The college has also agreed to a monitor who will ensure compliance with admissions and hiring practices and share details about international students with federal immigration authorities.
The Trump administration launched an investigation of Columbia and other schools in February and froze $400 million in federal grants over the university’s “failure to protect Jewish students from antisemitic harassment.”
Before the settlement, Columbia had already agreed to make reforms to prevent the federal government from pulling back the funds, including overhauling its policies regarding protests and campus security and setting a campus-wide definition of antisemitism.
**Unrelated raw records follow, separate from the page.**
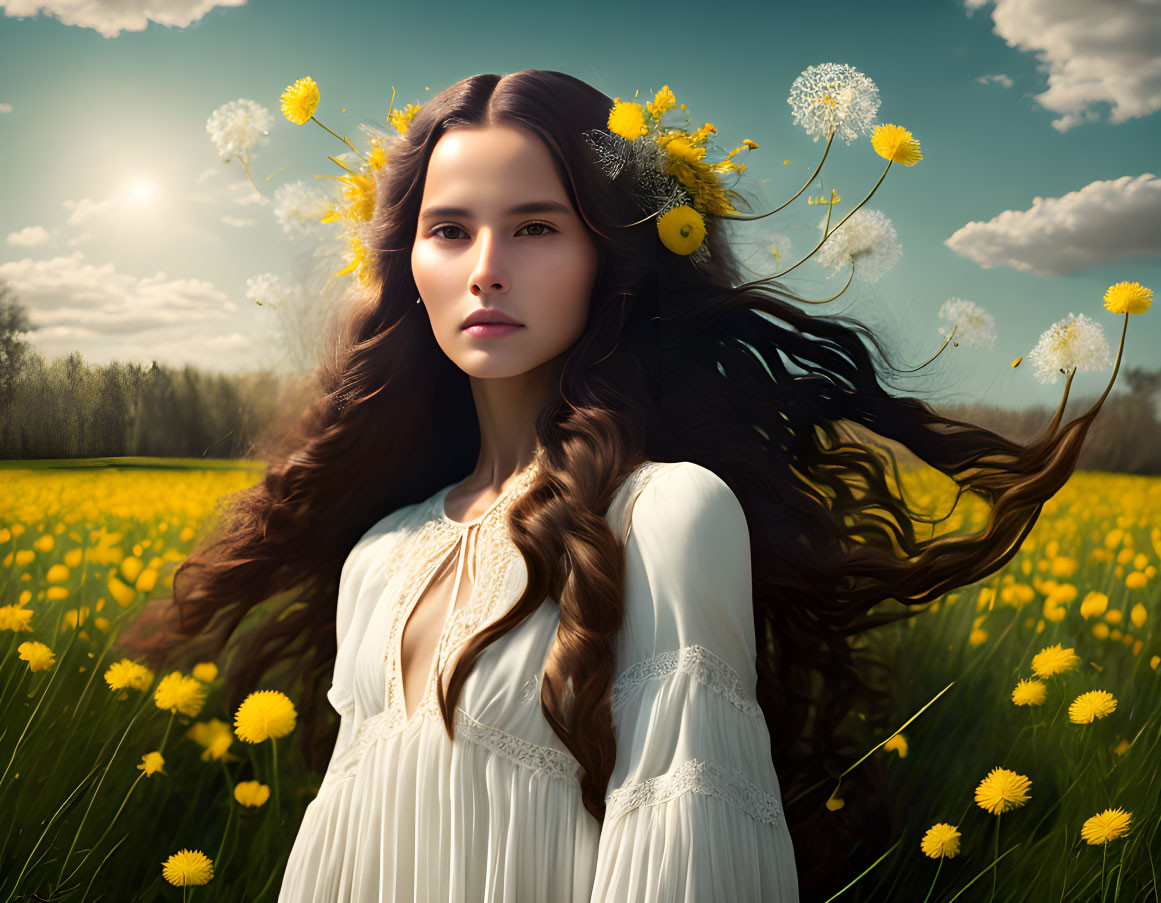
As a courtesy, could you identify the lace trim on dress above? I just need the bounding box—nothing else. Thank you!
[605,759,786,825]
[613,644,762,717]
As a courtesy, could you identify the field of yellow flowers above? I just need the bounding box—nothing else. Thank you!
[0,458,1161,903]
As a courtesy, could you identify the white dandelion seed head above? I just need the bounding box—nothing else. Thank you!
[1027,313,1111,383]
[274,179,331,238]
[205,97,274,162]
[246,273,290,306]
[786,63,879,144]
[939,298,996,348]
[814,207,903,282]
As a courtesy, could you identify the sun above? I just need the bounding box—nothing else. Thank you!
[125,179,157,204]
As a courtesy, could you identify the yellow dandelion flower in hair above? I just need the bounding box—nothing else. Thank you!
[608,97,649,142]
[153,671,205,717]
[388,103,423,135]
[104,658,153,693]
[920,822,962,859]
[975,768,1032,815]
[1012,680,1048,706]
[657,204,706,254]
[1032,643,1081,678]
[1104,282,1153,313]
[1068,689,1117,724]
[233,781,271,808]
[871,123,923,166]
[161,850,214,887]
[646,85,677,120]
[0,605,33,631]
[282,75,318,125]
[233,689,297,743]
[1081,808,1133,846]
[137,750,165,778]
[16,641,56,671]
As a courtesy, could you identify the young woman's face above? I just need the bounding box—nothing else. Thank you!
[411,125,598,378]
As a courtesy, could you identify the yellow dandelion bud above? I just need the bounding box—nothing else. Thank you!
[608,97,649,142]
[137,750,165,778]
[882,734,908,759]
[104,658,153,693]
[109,573,137,608]
[920,822,961,859]
[1012,680,1048,706]
[16,641,56,671]
[161,850,214,887]
[233,781,271,807]
[871,123,923,166]
[233,689,297,743]
[153,671,205,717]
[1032,643,1081,678]
[657,204,706,255]
[0,605,33,631]
[1104,282,1153,313]
[1068,689,1117,724]
[1081,808,1133,846]
[975,768,1032,815]
[281,75,318,125]
[1081,590,1109,621]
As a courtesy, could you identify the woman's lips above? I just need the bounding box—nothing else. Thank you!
[464,323,524,339]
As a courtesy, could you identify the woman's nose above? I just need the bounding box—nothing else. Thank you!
[469,229,509,295]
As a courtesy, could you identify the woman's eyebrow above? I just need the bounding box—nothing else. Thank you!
[419,201,572,218]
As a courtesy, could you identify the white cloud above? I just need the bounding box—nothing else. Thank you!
[0,251,257,370]
[5,226,49,247]
[944,173,1161,276]
[965,0,1161,132]
[61,194,118,225]
[0,0,246,37]
[976,72,1014,88]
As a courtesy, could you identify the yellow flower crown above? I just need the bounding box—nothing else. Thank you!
[282,69,923,290]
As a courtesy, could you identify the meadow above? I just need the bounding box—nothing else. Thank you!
[0,458,1161,903]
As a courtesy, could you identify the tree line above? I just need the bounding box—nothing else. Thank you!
[0,282,1161,474]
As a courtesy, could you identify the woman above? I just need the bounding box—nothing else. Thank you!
[124,71,1096,903]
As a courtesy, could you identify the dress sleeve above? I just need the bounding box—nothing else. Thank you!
[592,461,799,903]
[319,530,381,792]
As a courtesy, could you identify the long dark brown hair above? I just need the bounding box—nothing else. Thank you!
[122,71,1119,898]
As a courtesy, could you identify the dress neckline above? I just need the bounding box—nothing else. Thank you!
[435,457,540,529]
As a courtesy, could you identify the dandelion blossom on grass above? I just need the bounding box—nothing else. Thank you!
[233,689,297,743]
[16,641,56,671]
[1081,809,1133,846]
[153,671,205,717]
[104,658,153,693]
[920,822,962,859]
[161,850,214,887]
[1032,643,1081,678]
[1068,689,1117,724]
[137,750,165,778]
[233,781,271,808]
[0,605,33,631]
[1012,680,1048,706]
[975,768,1032,815]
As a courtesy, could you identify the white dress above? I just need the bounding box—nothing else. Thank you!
[279,461,799,903]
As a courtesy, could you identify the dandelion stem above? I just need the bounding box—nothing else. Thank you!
[310,116,367,162]
[923,857,944,903]
[271,737,282,825]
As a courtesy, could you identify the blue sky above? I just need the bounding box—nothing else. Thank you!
[0,0,1161,406]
Shipman said under the agreement with the Trump administration, the university admits no wrongdoing and does not agree with the government’s conclusion that it violated Title VI of the Civil Rights Act.
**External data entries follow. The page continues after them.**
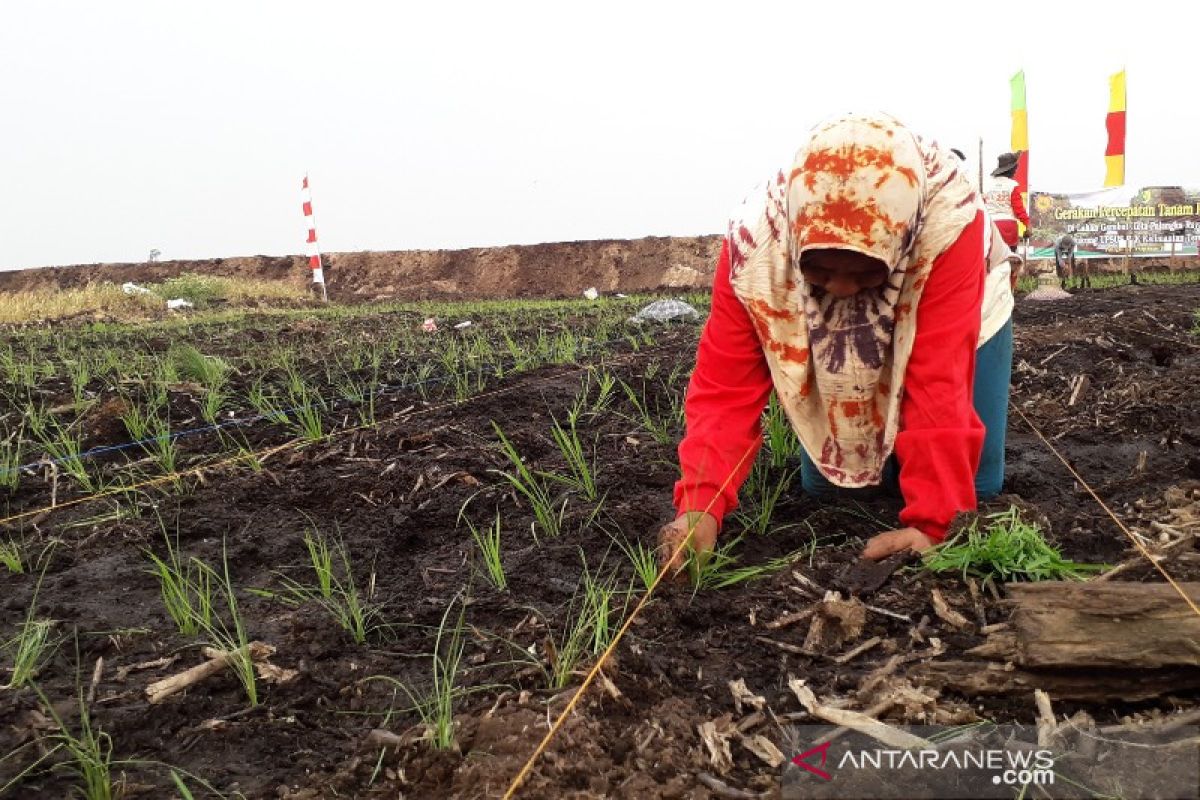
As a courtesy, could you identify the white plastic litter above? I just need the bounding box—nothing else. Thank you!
[629,300,700,325]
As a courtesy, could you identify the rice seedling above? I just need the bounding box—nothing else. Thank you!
[248,378,289,425]
[374,594,467,750]
[0,548,56,688]
[546,563,618,690]
[200,543,258,708]
[168,344,233,390]
[304,529,335,599]
[492,421,566,541]
[289,386,329,441]
[612,535,659,591]
[0,428,24,492]
[38,417,102,494]
[733,461,799,536]
[620,379,683,446]
[547,420,600,503]
[922,506,1106,582]
[35,686,115,800]
[762,392,802,469]
[458,500,509,591]
[281,529,379,644]
[337,363,379,428]
[684,536,805,591]
[121,393,162,441]
[145,518,214,636]
[0,539,25,575]
[65,357,92,409]
[590,369,617,416]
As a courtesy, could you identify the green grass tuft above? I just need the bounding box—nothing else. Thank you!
[923,506,1106,582]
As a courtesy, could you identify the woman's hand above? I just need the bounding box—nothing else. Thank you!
[659,511,720,578]
[863,528,937,561]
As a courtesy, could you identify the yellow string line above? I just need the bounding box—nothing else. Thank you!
[0,345,665,525]
[1013,403,1200,616]
[503,443,757,800]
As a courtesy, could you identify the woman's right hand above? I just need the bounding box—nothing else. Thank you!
[659,511,720,579]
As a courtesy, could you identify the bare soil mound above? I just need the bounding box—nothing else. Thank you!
[0,236,721,300]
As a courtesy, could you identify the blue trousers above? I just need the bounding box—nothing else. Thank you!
[800,319,1013,499]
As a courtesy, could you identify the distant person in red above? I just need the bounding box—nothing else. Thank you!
[983,152,1030,249]
[659,115,1013,570]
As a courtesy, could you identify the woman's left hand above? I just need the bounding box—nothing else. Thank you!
[863,528,937,561]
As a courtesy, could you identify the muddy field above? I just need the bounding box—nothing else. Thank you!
[0,285,1200,799]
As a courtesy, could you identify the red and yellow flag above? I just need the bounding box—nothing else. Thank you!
[1008,70,1030,227]
[1104,70,1126,186]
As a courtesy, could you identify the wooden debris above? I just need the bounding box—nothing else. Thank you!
[88,656,104,705]
[696,714,737,775]
[834,636,883,664]
[742,734,787,769]
[863,604,912,625]
[966,628,1016,661]
[738,711,767,733]
[754,636,817,658]
[696,772,770,800]
[1008,581,1200,668]
[1067,372,1092,408]
[1087,534,1195,583]
[254,661,300,684]
[787,678,932,750]
[929,588,971,631]
[1033,688,1058,747]
[596,669,625,702]
[763,604,817,631]
[145,642,275,704]
[730,678,767,714]
[1100,709,1200,735]
[907,661,1200,703]
[804,591,866,652]
[367,728,409,747]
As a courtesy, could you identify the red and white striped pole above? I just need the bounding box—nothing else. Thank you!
[300,175,329,302]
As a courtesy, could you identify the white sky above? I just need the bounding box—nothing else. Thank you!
[0,0,1200,269]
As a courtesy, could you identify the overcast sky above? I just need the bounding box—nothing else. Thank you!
[0,0,1200,269]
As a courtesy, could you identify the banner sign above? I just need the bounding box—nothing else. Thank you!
[1030,186,1200,259]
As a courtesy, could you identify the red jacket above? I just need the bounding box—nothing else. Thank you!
[674,213,984,540]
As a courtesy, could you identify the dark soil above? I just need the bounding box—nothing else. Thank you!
[0,287,1200,798]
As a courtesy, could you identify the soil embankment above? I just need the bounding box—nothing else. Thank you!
[0,235,721,300]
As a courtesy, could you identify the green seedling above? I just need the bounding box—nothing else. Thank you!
[545,420,600,503]
[200,543,258,708]
[374,595,467,750]
[146,519,214,636]
[458,510,509,591]
[923,506,1106,582]
[492,422,566,541]
[35,687,114,800]
[684,536,806,591]
[733,462,799,536]
[281,530,379,644]
[762,392,802,469]
[0,549,55,688]
[0,539,25,575]
[613,536,659,591]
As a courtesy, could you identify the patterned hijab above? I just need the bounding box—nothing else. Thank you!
[728,115,984,487]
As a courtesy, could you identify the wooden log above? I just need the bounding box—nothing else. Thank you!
[907,661,1200,703]
[1008,582,1200,671]
[145,642,275,704]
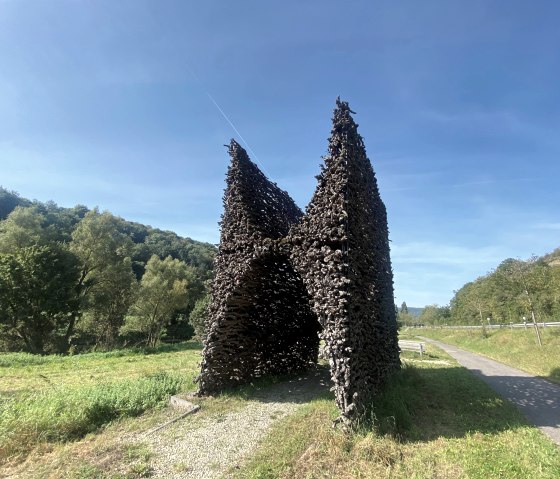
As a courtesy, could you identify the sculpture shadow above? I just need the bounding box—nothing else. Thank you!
[218,364,334,404]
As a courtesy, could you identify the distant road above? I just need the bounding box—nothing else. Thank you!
[419,336,560,446]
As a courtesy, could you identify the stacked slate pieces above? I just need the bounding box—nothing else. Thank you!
[197,140,320,394]
[289,100,400,424]
[198,100,400,425]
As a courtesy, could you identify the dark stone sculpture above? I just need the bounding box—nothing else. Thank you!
[198,100,400,423]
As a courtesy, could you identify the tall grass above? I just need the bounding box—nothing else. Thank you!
[0,373,185,461]
[0,341,201,368]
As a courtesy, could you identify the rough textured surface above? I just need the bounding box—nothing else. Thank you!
[290,101,400,421]
[198,100,400,423]
[199,140,319,394]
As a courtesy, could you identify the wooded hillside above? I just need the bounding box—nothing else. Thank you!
[0,188,216,353]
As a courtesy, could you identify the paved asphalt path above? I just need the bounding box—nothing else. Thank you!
[419,336,560,446]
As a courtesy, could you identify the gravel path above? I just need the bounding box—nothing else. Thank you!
[419,336,560,445]
[138,368,330,479]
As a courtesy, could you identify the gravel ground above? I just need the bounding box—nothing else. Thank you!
[138,368,330,479]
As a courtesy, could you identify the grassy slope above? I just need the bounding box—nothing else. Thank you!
[401,328,560,382]
[0,342,200,399]
[232,347,560,479]
[0,343,200,463]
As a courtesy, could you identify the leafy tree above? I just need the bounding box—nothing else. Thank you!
[66,208,133,345]
[0,245,79,354]
[401,301,408,314]
[499,256,551,346]
[189,294,210,341]
[121,255,197,347]
[0,206,49,253]
[418,304,451,326]
[0,186,31,220]
[78,258,136,348]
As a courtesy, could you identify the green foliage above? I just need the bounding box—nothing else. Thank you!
[0,246,78,354]
[0,206,48,253]
[0,188,216,352]
[122,255,198,347]
[233,354,560,479]
[70,209,135,347]
[189,294,210,340]
[449,255,560,324]
[411,325,560,382]
[0,186,31,220]
[401,301,408,314]
[418,304,451,326]
[0,372,183,461]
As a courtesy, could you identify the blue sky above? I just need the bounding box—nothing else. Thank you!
[0,0,560,306]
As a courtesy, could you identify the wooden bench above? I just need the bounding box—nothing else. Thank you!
[399,341,426,356]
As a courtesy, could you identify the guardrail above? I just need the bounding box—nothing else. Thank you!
[399,340,426,356]
[408,321,560,329]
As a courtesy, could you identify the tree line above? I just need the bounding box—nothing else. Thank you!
[406,248,560,325]
[0,188,216,354]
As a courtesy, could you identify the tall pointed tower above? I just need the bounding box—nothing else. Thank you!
[198,140,319,394]
[290,99,400,422]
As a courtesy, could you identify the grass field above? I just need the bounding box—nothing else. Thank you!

“We are not, however, denying the very serious and painful challenges our institution has faced with antisemitism,” she wrote. “For these reasons, we took several important corrective steps in March, many of which are in this agreement, including a new provision for a liaison to the Jewish community, situated in University Life.”
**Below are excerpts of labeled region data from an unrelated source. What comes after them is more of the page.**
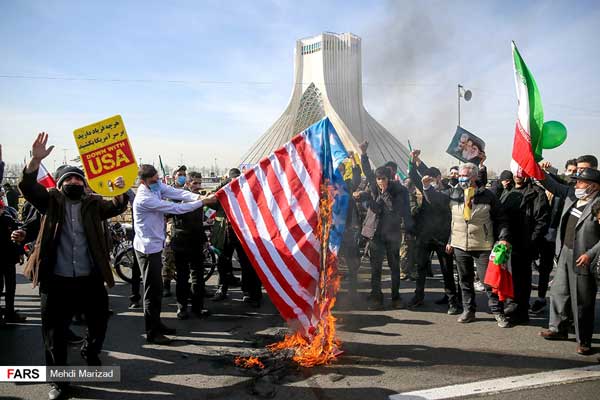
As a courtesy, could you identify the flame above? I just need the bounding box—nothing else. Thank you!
[235,357,265,369]
[267,182,342,367]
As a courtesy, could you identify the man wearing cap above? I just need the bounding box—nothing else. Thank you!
[540,168,600,355]
[133,164,217,344]
[162,165,187,297]
[19,133,127,399]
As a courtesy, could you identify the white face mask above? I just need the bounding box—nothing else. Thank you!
[575,188,587,200]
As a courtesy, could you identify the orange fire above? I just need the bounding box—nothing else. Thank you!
[235,357,265,369]
[267,183,342,367]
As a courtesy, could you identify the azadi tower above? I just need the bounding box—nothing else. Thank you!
[240,33,409,170]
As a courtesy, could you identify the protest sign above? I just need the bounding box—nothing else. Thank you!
[73,115,138,196]
[446,126,485,165]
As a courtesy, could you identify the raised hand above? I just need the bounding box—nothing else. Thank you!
[358,140,369,154]
[31,132,54,161]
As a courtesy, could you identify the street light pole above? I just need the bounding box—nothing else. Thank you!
[456,83,473,126]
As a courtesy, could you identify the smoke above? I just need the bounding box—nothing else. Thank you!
[362,1,472,172]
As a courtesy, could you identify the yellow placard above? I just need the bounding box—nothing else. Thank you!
[73,115,138,196]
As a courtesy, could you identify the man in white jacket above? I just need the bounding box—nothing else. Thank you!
[133,164,217,344]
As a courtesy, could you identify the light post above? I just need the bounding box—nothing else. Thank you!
[457,83,473,126]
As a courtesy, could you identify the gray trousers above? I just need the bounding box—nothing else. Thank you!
[548,246,597,346]
[135,250,163,336]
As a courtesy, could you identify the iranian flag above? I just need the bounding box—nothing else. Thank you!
[510,42,544,179]
[37,164,56,189]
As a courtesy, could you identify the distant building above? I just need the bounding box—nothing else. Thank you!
[239,33,409,170]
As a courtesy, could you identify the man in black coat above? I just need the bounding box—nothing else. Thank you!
[360,141,413,310]
[500,175,550,324]
[540,168,600,355]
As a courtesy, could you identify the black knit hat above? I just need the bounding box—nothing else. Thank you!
[229,168,242,179]
[500,170,513,181]
[56,165,85,189]
[571,168,600,184]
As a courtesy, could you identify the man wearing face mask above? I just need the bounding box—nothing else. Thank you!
[444,163,510,328]
[171,171,208,319]
[540,167,600,355]
[162,165,187,297]
[133,164,217,344]
[19,133,127,399]
[500,174,550,324]
[409,155,460,315]
[360,142,413,310]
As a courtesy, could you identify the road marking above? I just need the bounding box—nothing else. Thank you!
[389,365,600,400]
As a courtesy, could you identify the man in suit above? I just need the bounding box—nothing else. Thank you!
[540,168,600,355]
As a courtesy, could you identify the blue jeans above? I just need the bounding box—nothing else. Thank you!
[454,248,504,314]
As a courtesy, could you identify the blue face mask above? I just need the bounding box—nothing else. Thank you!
[148,182,160,193]
[458,176,471,189]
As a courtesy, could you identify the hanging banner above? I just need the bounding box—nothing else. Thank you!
[73,115,138,196]
[446,126,485,165]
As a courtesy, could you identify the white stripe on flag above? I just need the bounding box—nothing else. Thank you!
[238,175,315,307]
[284,142,320,210]
[255,157,319,280]
[269,155,320,252]
[223,184,311,329]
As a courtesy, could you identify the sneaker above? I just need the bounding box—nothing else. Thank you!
[4,311,27,324]
[163,281,171,297]
[67,329,84,344]
[159,323,177,335]
[407,296,425,308]
[392,297,406,310]
[456,311,475,324]
[177,307,190,320]
[473,281,485,292]
[576,343,592,356]
[448,304,461,315]
[538,329,569,340]
[530,299,547,314]
[146,333,171,345]
[129,300,142,310]
[225,275,242,287]
[81,346,102,367]
[212,287,227,301]
[494,314,510,328]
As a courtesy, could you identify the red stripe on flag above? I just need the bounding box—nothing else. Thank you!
[246,162,318,293]
[260,158,320,270]
[292,135,327,193]
[512,120,544,179]
[230,178,313,320]
[216,189,298,320]
[275,148,318,231]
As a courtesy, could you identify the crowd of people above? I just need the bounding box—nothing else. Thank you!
[0,133,600,399]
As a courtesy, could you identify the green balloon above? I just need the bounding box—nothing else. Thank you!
[542,121,567,149]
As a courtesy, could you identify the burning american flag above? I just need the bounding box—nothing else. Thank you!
[217,118,349,364]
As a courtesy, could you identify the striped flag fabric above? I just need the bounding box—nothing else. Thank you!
[511,42,544,179]
[37,164,56,189]
[216,118,349,335]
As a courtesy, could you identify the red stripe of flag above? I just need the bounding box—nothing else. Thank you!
[230,177,313,320]
[216,190,298,320]
[261,158,320,270]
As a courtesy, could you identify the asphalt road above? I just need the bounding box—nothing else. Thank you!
[0,260,600,400]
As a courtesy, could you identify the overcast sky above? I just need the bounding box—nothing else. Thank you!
[0,0,600,175]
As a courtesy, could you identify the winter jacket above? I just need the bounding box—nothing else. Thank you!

Trump posted on social media late Wednesday that Columbia “has also committed to ending their ridiculous DEI policies, admitting students based ONLY on MERIT, and protecting the Civil Liberties of their students on campus.”
“Numerous other Higher Education Institutions that have hurt so many, and been so unfair and unjust, and have wrongly spent federal money, much of it from our government, are upcoming,” Trump posted on Truth Social.